/DC3-Algorithm

Detailed explanation and c++ implementation of DC3 algorithm.

Primary LanguageC++MIT LicenseMIT

DC3 Algorithm

Top Language License

DC3 is suffix array construction algorithm. It requires linear time complexity O(n) to construct suffix array and it is easy to implement as compare to suffix tree construction algorithm.

Algorithm is recursive in nature. Internally it uses radix sort which is efficient sorting technique for strings. Input string is converted into number array by converting each characters of string to number which make it easier to apply radix sort. Number array is then divided into two groups of sequences r0 and r12. These two groups of sequences are sorted separately and merged to create suffix array.

Documentation

Detailed documentation is created to explain dc3 algorithm. DC3AlgorithmTutorial.pdf contains 20 pages and explains algorithm in detail. Documentation has following highlights,

  • Document explains algorithm in plain English and even a person who doesn’t have knowledge of any programming language can understand.
  • Explains logic behind each step rather than only explaining how to perform steps.
  • Tables and diagrams are used to explain concepts more illustratively.

Usage

Repository also contains main.cpp file to demo how to use the implementation with an example and print the result of suffix array and respective suffix in very illustrative way.

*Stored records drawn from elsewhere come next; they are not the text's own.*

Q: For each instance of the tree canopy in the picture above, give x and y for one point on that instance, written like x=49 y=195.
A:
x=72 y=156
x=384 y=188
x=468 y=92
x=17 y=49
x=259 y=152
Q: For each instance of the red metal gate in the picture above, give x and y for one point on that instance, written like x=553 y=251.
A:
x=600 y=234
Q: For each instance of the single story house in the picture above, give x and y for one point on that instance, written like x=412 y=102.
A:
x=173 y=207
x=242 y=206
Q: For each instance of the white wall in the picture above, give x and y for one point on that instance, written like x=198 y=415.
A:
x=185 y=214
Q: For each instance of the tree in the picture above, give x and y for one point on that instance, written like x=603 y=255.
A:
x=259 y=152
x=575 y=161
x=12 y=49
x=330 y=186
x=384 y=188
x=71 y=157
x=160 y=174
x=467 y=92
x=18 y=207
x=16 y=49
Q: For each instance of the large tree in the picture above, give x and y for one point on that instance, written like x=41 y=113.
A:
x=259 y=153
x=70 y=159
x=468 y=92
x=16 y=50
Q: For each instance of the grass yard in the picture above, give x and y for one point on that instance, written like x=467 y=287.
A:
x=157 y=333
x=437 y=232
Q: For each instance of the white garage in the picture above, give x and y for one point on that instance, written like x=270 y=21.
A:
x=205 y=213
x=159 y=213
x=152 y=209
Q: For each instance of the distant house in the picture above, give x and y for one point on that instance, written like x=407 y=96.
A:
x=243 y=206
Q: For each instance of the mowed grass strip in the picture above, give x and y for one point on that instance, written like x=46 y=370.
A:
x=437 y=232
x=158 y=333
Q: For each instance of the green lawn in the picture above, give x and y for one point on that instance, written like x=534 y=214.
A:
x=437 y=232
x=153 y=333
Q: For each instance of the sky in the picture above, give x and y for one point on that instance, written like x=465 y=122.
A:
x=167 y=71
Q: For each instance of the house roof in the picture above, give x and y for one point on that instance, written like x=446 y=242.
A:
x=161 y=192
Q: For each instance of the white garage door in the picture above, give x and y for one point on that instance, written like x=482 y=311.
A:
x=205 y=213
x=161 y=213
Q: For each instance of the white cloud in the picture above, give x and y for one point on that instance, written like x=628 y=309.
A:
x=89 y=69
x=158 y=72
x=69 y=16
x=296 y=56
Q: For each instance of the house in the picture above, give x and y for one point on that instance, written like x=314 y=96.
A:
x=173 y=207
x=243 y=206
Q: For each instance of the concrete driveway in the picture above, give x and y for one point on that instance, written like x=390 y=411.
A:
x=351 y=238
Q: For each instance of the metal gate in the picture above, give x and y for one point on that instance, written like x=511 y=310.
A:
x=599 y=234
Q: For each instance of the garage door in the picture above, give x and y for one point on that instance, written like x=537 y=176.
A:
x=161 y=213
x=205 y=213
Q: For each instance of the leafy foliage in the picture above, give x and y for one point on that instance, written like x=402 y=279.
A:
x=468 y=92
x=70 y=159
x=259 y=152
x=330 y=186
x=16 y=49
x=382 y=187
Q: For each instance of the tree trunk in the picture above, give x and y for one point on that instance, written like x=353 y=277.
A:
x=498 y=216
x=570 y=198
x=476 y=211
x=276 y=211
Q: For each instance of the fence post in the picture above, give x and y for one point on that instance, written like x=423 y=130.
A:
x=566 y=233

The api exposed to user is very simple to use. To create suffix array, only requires to call a function dc3::suffixArray by passing begin and end iterators of input string and function returns suffix array as std::vector. Details are as follows,

std::string str("abcabcacab");
std::vector<std::string::size_type> suffArr = dc3::suffixArray(str.cbegin(), str.cend());

Example

If input string is abcabcacab then dc3 algorithm will create following suffix array,

Suffix array = [8, 0, 3, 6, 9, 1, 4, 7, 2, 5]

It would be more illustrative if suffix starting at respective index is also written as follows,

Suffix Array Suffix
8 ab
0 abcabcacab
3 abcacab
6 acab
9 b
1 bcabcacab
4 bcacab
7 cab
2 cabcacab
5 cacab